Yep.... we looked into that before when she was sort of interested in looking into it (she wasn't convinced she wanted to do home testing and ultimately it has to be her choice) but when she asked her GP about it (and I was sitting there) he said no way would he approve of that. "Coumadin is a very dangerous drug if not properly monitored and you can have serious complications".....

Yeah got it, but frankly, I think her and I can do a better job of keeping her at an appropriate range than the 1.6 he seems to think is ok. Will be interesting when we talk to him directly on the 28th.
 
Well we met with the GP today. I sat patiently and didn't interrupt (or blow a gasket) so I'm impressed with myself :)

Anyway, she asked him about it. He told her the range he'd like her in is 2.0 - 3.0 (and generally 2.5 - 3.5 if the valve was replaced). She said ok when I called your nurse said 1.5 - 1.8 or so. He said that's too tight anyway AND too low so I'll have a talk with her as that's not correct info. Anyway, she was tested last week, 1.6 again (same as 7/8/11 at CCF). So they both told me that he told her to double the dose for 2 days and retest in 3 weeks. Let me get this straight. She takes 4mg / day. After the 1.6 reading you want her at 8mg for 2 days, then back to 4mg / day for the balance of the 3 weeks and retest??? I refrained from asking what in the %$!! he thought that would do other than start a potential roller coaster. He said if it's still low, they may have to increase the dosage. I bit my tongue from saying "yeah, 4mg / day except days 4 and 6 where it should be 5mg!!" but when she was checking out, I mentioned this all to her. She said she does have 1mg pills in addition to the 4mg ones. I at least have her thinking. I think she'll see what the test comes back with in 1.5 - 2 weeks to see what he does then and then we'll be revisiting. I really just wanted to be like, just let me handle the dosing because clearly I can do a better job. BAH!!
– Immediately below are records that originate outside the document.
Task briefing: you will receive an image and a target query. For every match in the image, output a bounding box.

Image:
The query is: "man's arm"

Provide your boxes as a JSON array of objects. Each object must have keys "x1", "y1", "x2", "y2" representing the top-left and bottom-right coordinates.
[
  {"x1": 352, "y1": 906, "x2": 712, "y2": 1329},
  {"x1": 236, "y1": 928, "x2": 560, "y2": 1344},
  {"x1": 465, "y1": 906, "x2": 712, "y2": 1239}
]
The GOOD thing is I heard from his mouth that her range should be 2.0 - 3.0 (though he said he prefers the lower end of that... ok, I'll take that).
 
So -- let me get this straight -- Coumadin is a dangerous drug and should be carefully monitored. So this doctor changes her dose for TWO DAYS and wants to retest in 3 WEEKS? This is careful monitoring? Does he expect the dose increase to show up in her INR 3 WEEKS from now?
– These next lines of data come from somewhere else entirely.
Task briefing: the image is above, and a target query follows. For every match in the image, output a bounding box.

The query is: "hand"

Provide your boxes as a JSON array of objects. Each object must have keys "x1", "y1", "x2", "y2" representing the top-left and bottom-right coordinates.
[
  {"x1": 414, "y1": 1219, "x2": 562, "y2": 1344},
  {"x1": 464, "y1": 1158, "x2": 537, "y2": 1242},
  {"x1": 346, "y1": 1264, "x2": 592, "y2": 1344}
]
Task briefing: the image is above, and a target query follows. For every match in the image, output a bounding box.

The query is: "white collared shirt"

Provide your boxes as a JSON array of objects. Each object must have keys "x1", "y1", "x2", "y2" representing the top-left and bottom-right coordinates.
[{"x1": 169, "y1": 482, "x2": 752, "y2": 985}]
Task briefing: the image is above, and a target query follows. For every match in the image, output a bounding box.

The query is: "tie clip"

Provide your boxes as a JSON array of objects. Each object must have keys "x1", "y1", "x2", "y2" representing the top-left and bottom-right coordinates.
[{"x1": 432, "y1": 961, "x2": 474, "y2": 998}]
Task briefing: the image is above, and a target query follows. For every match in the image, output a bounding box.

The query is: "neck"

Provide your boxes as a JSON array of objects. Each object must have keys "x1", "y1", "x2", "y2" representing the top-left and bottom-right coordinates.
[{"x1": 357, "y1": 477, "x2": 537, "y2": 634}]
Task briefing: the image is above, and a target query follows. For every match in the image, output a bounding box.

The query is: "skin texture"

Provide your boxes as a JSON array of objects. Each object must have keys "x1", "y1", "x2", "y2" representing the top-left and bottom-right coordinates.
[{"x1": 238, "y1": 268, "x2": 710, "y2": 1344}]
If your doctor believes in careful monitoring, it seems like you've got to find someone else to do it -- or do it yourself. What the doctor suggested (if this is really what he suggested) doesn't make a whole lot of sense. This sounds like a great reason to get your own meter, do your own testing, and take control of the INR yourself. (Armed with information on this forum, and realizing that kneejerk reactions don't help establish stable INRs, lots of people are able to manage their INRs - even though they're not as 'smart' as doctors (right))
 
You have it right. AND he doesn't believe in home monitoring since that has been raised before when I had her at least thinking about it. AND there's no way she'd change doctors over this.... I just don't get it. If they take her off coumadin only 5 days before surgery, how does he think 8mg for 2 days at day 1 is going to have any affect for testing at day 21?? (And yes, take a double dose for the next two days is exactly what I heard from his mouth). I am totally certain I could do a better job of managing this than he could at this point.
 
My dad is an A-fib-er on warfarin, and he has a range of 2-3. His GP manages his dose, and I am trying to get him on home monitoring. The doc changes his dose fairly frequently, and has him skip doses if his INR is too high, etc. All things that point to home monitoring being more successful, I think.
 
Jason:

There are research papers that bear out your assumption. People who home test do better at staying in range than those who do lab testing. It sounds like your dad's doctor is creating an INR roller coaster that doesn't show up because testing isn't frequent enough to reveal this. Home monitoring sounds like a definite plus for your dad so he can stay in range once he is actually IN range. Skipping doses for someone on A-fib isn't a good idea.